Hoje, a empresa está presente em supermercados, lojas de produtos artesanais, empórios, restaurantes, hotéis e pousadas. A operação permanece familiar, com produção estruturada, mas ainda artesanal. A estratégia une sustentabilidade, territorialidade e posicionamento premium. Competências comportamentais como resiliência, flexibilidade, liderança e inteligência emocional também foram decisivas, assim como a habilidade de separar vida pessoal e profissional.
O próximo passo é o início do processo de exportação – um movimento ousado para uma operação tão jovem, mas coerente com a proposta do negócio. A meta é que os primeiros lotes cheguem ao mercado internacional em 2026, começando por países onde o consumo de méis especiais cresce acima da média. “Estudei normas, exigências e certificações. Quero que o mel da Caatinga seja visto lá fora como um produto de excelência”, afirma.
Ao mesmo tempo, três novos produtos estão em desenvolvimento. A proposta é expandir o portfólio sem perder o foco na identidade da região. “Tudo o que criamos precisa ter conexão com a nossa origem. Não quero apenas lançar produtos, quero lançar histórias”, diz. Segundo ela, para isso, todas as decisões são guiadas por propósitos claros – viver da terra, preservar abelhas e transformar a propriedade rural em um sistema sustentável e rentável.

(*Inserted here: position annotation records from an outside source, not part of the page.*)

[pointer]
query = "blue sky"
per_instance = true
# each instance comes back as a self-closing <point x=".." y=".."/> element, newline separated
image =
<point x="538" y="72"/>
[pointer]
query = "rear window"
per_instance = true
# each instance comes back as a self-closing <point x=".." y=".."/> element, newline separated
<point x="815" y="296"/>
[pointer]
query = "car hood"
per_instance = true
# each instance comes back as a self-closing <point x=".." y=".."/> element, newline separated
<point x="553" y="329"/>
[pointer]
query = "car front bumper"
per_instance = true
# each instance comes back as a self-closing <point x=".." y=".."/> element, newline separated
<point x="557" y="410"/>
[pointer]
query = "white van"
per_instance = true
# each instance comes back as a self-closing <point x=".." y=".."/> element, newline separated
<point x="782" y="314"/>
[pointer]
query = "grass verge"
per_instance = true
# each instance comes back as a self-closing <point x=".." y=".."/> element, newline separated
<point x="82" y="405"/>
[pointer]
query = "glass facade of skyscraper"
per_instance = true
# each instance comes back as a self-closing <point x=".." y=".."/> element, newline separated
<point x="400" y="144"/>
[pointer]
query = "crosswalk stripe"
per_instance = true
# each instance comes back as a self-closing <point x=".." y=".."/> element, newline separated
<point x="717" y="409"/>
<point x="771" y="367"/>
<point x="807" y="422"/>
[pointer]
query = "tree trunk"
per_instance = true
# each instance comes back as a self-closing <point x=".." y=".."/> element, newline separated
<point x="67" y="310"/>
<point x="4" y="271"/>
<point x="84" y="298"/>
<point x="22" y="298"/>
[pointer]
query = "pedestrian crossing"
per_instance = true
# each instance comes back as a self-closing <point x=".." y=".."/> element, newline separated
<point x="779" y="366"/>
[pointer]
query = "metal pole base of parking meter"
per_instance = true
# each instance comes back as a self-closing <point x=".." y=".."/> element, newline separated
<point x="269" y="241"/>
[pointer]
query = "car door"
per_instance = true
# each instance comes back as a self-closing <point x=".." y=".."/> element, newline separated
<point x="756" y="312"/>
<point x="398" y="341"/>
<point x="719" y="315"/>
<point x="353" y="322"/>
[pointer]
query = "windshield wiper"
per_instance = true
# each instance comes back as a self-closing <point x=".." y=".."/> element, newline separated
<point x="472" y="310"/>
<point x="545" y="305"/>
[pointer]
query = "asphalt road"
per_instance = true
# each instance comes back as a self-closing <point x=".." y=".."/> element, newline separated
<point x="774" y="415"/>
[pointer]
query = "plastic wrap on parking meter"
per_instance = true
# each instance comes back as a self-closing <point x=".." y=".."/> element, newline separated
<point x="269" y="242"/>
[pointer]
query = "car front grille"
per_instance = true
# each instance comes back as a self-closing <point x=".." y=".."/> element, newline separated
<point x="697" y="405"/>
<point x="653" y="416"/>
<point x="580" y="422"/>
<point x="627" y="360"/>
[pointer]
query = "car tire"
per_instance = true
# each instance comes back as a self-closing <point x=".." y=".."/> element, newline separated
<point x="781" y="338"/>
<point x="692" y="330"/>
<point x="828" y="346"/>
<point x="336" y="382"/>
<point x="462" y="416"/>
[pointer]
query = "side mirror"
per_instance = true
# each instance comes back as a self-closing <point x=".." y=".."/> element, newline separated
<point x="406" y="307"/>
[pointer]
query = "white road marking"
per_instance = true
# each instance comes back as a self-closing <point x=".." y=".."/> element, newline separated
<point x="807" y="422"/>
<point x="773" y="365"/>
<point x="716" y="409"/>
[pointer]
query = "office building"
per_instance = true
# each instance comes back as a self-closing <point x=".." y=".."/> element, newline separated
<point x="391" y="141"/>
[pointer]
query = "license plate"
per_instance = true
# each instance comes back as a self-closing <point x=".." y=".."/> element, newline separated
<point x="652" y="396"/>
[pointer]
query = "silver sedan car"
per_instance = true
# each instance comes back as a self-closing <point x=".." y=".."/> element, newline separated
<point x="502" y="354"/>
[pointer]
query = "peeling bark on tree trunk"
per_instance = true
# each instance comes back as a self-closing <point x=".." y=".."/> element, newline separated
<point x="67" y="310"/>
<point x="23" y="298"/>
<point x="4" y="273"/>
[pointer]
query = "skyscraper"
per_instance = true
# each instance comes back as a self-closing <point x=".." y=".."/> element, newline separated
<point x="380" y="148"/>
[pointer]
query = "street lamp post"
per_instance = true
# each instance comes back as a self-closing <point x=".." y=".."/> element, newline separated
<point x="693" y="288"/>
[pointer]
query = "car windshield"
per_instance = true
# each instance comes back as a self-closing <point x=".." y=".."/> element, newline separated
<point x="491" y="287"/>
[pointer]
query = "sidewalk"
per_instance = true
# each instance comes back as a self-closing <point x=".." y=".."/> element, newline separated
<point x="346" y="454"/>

A história de Gerlânia representa a força de uma nova geração de empreendedoras que unem técnica, afeto e identidade para criar companhias que respeitam o território e geram impacto socioeconômico. Seu conselho a outras mulheres ecoa a própria caminhada: “Buscar conhecimento é fundamental. Quando você se profissionaliza e confia no que faz, o medo diminui. A segurança vem da preparação. Não é fácil, mas persistência, coragem e propósito abrem caminhos”, diz.